Сделaй так, чтобы... had to ask Thee...
...хорошо?...
Please Hashem... Hash...
На всех доступных языках
захлёбываются в разноголосицe,
выкликают
имя Б-га, шипящее, как пенный напиток,
имя Б-га,
бутылочный осколок в песке,
просящий тишины.
Нам ли не знать, как Oн нетерпелив
и не всегда логичен.
Но, пока я колеблюсь, просить ли,
из молитвенника выпадает
кем-то оставленная записка «Выше нос, всё уладится», –
и я понимаю, что выслушана сегодня.
Гавайское
Подлетая к суше со стороны моря,
невольно собираешь
густой урожай облаков.
Смотришь, как невыспавшийся вулкан
готовит горячий завтрак,
впитываешь невозможную яркость дня.
Снизу, с той стороны облаков,
день, должно быть, видится сумрачным.
Пассажиры булавочного судна,
пытайтесь взлететь!
Метрополитен
В неурочное время, среди давки и одурения
и борьбы пассажиров за место на лавке,
человек зависал над сиденьями –
предлагал блестяшки?
уговаривал дать на травку?
Наклонялся, дышал в макушки,
очевидно, просил чего-то.
Все, в наушниках для заглушки,
отводили глаза от прохода.
Для попрошайки был он, пожалуй, робкий.
Человек раздавал слова из картонной коробки.
Что это, нищенский эпатаж?
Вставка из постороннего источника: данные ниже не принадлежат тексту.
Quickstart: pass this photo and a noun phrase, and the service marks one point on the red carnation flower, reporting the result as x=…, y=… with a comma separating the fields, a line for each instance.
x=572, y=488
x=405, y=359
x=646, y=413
Да нет,
кажется, книга довиртуальной эпохи.
– Приютите слова, сограждане!
Вот, возьмите пяток на дорогу.
Забирайте, пожалуйста,
их у меня ещё много.
Отдавал просто так, проявляя смешную отвагу.
И зачем он, чудак, нарезал на полоски бумагу?
Он в вагоне потел,
по ногам, никого не слушал,
раздавал, что имел,
на полоски нарезав душу.
А вчера, говорят, мужичонка в пиджачной паре
всучивал всем по ноте.
И брали, представляете, брали!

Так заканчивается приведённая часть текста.